Welcome to Part 2 of my chess engine opening analysis of the Mousetrap Gambit.  First some exciting news!  I just found out that my most favorite UCO player Clyde Nakamura is almost done with a new article for Chessville called Mousetrap Gambit Miniatures.  I can't wait!  Clyde is a UCO/Gambit Aficianado and one of the best in the world.  If you haven't already, I would suggest going to his section of Chessville called The search for Dragons and mythical chess openings.  There are many openigns in there that are VERY playable.  I have used many of his opening lines and have scored very well with them.  He has invented many lines and not many people can say that.  Check it out!

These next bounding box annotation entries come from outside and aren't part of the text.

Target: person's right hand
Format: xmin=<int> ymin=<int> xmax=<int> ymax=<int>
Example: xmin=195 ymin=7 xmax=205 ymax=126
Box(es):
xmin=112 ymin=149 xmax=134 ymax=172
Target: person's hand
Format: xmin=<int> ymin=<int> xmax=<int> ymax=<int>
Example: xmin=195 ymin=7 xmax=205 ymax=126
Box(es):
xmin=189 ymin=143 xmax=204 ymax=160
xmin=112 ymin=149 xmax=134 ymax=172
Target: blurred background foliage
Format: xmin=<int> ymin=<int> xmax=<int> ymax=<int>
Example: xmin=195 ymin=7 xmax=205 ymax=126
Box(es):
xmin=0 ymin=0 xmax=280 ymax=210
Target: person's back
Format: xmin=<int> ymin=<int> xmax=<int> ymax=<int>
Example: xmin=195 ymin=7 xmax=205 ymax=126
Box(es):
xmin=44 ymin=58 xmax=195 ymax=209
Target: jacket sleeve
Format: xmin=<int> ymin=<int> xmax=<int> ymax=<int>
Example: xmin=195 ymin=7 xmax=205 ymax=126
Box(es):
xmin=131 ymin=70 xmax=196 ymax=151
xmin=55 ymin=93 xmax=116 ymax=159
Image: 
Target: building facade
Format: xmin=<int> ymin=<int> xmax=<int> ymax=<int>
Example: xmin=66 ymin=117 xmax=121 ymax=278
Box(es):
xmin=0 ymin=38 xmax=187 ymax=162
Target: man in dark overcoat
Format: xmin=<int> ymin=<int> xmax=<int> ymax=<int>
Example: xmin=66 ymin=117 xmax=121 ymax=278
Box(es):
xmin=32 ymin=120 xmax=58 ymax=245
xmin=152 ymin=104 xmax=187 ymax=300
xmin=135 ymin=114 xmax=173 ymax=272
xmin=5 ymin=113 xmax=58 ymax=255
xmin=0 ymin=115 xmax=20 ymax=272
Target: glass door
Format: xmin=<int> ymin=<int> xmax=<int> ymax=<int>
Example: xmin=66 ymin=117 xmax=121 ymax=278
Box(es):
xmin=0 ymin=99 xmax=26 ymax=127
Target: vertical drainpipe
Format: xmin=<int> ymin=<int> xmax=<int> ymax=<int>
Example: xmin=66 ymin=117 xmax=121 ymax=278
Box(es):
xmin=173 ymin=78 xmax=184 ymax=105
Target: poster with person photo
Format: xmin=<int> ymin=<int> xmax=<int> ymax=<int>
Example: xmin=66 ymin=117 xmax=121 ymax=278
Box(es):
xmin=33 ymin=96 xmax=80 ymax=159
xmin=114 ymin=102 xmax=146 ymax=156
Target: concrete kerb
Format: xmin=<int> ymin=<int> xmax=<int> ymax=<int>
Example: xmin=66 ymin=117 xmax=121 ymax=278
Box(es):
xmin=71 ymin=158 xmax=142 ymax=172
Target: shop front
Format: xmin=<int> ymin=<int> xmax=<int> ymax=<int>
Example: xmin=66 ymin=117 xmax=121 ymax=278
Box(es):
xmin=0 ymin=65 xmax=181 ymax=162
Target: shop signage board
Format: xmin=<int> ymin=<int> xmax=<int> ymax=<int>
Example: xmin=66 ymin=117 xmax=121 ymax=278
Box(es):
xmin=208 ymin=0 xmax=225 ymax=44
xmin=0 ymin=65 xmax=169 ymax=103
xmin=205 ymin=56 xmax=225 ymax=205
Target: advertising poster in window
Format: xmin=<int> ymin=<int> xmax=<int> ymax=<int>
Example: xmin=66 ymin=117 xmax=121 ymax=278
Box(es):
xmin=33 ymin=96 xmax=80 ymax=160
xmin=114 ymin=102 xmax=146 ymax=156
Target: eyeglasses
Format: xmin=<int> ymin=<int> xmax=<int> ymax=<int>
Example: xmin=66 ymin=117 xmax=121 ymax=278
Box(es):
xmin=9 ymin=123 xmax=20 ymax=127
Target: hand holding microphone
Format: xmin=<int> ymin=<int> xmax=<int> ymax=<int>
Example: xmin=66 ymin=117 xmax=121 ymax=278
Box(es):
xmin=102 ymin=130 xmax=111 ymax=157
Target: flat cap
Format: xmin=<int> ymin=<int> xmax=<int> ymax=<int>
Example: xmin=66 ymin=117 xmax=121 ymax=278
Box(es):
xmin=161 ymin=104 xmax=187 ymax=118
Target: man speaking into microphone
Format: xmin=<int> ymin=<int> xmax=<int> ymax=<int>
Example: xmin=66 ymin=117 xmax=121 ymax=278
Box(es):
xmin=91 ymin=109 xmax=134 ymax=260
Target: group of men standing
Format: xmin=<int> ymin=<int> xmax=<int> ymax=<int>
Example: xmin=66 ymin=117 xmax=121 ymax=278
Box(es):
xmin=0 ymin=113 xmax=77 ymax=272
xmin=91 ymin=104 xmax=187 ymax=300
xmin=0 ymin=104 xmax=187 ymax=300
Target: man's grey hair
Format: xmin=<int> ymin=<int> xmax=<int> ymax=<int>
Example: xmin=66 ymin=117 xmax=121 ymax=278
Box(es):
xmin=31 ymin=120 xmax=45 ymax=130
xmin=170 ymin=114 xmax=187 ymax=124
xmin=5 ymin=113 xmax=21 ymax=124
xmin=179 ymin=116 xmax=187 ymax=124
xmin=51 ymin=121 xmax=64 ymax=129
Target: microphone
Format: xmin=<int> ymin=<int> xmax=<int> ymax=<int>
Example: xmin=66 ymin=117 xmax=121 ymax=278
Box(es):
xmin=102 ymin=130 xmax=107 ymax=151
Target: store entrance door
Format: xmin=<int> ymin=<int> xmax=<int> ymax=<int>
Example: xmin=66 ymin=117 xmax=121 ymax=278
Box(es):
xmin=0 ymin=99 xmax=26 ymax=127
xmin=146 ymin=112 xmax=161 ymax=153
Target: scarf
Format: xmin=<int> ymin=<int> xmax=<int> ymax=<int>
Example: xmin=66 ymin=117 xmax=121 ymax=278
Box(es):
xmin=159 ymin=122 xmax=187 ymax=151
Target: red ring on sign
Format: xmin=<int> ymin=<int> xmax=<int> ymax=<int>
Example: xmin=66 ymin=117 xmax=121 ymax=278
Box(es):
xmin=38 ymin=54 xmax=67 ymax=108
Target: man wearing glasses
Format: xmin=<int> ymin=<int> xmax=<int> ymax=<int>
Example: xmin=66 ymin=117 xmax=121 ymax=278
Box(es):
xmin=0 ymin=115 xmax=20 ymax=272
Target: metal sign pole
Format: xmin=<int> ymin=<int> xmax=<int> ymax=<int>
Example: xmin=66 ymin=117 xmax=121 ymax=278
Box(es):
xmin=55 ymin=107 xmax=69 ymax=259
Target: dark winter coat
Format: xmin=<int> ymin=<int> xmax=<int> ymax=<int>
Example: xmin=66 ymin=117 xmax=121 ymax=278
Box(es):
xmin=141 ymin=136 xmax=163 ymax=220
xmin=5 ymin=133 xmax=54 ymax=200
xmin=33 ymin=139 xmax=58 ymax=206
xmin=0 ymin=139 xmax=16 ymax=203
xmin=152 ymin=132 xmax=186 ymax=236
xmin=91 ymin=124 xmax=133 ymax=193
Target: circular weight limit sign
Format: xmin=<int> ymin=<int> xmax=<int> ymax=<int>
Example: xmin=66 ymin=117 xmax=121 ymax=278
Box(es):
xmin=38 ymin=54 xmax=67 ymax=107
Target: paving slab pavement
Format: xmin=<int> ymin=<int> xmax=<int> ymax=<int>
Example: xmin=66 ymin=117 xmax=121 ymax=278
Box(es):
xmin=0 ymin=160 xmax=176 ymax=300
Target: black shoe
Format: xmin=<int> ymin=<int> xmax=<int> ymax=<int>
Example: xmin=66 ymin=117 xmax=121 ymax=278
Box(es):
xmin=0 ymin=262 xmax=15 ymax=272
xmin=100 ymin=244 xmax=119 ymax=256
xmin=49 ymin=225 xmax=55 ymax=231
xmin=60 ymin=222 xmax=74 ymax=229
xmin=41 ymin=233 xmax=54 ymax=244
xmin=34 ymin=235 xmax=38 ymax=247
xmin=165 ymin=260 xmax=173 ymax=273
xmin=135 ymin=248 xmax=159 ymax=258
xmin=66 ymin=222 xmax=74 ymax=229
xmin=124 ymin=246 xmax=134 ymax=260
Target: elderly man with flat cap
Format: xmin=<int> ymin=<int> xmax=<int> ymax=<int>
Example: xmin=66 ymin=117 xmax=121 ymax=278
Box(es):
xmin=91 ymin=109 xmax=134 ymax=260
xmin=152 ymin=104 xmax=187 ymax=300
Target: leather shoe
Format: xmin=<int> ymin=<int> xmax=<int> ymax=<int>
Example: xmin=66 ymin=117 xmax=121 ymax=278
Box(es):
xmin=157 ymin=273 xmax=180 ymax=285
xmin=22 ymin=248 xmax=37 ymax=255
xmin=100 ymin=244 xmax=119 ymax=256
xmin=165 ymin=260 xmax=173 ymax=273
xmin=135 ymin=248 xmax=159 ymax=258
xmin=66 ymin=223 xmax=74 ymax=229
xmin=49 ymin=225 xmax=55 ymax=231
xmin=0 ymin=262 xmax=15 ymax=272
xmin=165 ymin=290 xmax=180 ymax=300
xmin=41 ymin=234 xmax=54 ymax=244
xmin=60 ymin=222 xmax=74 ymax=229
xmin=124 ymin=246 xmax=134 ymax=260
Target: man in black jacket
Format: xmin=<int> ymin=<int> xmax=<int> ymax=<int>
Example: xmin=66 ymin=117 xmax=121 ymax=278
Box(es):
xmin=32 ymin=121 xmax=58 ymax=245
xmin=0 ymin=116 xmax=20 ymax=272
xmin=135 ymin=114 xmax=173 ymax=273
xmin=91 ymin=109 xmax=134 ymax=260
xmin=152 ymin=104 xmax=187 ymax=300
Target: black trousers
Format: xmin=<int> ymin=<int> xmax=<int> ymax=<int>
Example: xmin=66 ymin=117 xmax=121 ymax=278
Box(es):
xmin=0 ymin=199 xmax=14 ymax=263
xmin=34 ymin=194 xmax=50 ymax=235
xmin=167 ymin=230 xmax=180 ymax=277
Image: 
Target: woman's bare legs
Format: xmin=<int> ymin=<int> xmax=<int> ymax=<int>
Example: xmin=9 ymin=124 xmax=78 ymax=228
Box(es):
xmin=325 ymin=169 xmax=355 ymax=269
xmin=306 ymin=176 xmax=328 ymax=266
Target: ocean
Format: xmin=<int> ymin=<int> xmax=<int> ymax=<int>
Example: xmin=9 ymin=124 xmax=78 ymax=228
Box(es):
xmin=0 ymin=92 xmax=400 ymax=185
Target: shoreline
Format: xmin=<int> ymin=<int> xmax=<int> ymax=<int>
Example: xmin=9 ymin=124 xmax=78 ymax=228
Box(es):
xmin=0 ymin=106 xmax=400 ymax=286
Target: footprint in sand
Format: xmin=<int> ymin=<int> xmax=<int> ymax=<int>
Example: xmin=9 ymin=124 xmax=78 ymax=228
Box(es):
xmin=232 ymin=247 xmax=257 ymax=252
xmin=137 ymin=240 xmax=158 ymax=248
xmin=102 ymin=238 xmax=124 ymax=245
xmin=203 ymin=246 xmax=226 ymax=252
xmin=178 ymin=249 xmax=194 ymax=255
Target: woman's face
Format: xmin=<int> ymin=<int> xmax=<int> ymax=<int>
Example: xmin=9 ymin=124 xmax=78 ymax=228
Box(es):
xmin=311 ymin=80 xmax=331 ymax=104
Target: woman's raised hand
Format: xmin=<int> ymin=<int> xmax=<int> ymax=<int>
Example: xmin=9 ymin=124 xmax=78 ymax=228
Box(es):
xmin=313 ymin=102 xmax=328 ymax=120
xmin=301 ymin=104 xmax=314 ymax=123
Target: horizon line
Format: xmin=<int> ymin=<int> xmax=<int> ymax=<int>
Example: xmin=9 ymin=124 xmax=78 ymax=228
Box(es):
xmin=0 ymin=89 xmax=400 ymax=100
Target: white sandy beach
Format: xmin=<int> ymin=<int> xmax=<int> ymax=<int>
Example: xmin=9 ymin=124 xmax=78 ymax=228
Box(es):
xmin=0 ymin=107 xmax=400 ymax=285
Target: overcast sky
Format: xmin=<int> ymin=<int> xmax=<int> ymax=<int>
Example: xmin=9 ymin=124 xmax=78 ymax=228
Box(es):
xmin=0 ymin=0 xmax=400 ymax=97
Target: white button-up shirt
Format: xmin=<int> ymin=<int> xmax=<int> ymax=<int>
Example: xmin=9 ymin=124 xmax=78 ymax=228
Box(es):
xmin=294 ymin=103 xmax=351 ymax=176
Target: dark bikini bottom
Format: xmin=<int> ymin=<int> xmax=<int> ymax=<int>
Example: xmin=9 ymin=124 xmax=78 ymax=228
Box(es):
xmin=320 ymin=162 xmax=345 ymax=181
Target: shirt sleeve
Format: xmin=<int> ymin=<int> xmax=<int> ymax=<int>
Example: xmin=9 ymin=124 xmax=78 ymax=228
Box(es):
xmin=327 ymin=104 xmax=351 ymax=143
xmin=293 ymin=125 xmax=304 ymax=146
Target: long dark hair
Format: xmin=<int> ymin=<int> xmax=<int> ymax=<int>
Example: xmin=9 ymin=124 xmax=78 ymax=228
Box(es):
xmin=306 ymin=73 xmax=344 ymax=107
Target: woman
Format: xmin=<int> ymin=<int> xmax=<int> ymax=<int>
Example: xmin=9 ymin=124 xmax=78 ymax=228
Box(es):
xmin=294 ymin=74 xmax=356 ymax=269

OK.. first off.  The engines I used were Rybka 3, Fritz 11, HIARCS 11.1, and Fruit 2.3.1.  All these engines are extremely strong with Rybka being the strongest.  I've ran around 400 games so far in various tournaments to come up with the main replies to the Mousetrap and a couple of sub-variations.  I love watching chess engines because they are ruthless in their analysis.. but most of all its for the Why? factor.  Mainly the "Why did they do that?" and then the following ... "Ooooooooh".  Masters of Forcing Moves and Kings of endless analysis.  Alright, enough blabbering.  On to the games!


The three main replies that the computers used against the Mousetrap were:

  1. h6
  2. Bxe4
  3. Nf6
In that order. Since there were many h6 replies I will cover a few of those games in this post and then post Bxe4 and Nf6 in the next.  NOTE: There may be some wins for black in here and they're usually Rybka.  I ran these games to see the best replies in the opening and not for the tactical/positional savvy of the engines. 

1.e4 b6 2.d4 Bb7 3.Bg5 h6

Instead of taking the 'cheese', Black decides to kick out the pesky Bishop from g5.  This is good positional play and the reason for it being the #1 response.  After h6 there are two main replies: Be3 and Bf4.  Lets look at the two variations of Be3.

1.e4 b6 2.d4 Bb7 3.Bg5 h6 4. Be3 Bxe4

White simply retreats to reinforce the d4 square.  In my initial touranaments this was the main reply to h6.  Giving up the loose pawn for a solid hold in the center.  The pawn is lost anyways. With Bxe4, Black won 81% of the games... but these also seems to be Rybka and Hiarcs main reply. They were constaly the two leaders in all tournaments.


1.e4 b6 2.d4 Bb7 3.Bg5 h6 4. Be3 Nf6
Ignoring the 'cheese' again and adding pressure to the center/developing a piece.

Now for the Bf4 Lines. The two common replies to Bf4 were Bxe4 and Nf6.  I'll include two lines for Nf6.

1.e4 b6 2.d4 Bb7 3.Bg5 h6 4. Bf4 Bxe4



1.e4 b6 2.d4 Bb7 3.Bg5 h6 4. Bf4 Nf6 5.e5
I like this line.  Attacking the Knight and creating a crazy position.  The e5 push is very common with this opening when the cheese is left to sit.

1.e4 b6 2.d4 Bb7 3.Bg5 h6 4. Bf4 Nf6 5.f3
f3 reinforces the a8-h1 diagonal.  Note: White scored extremely well when black responded with Nf6.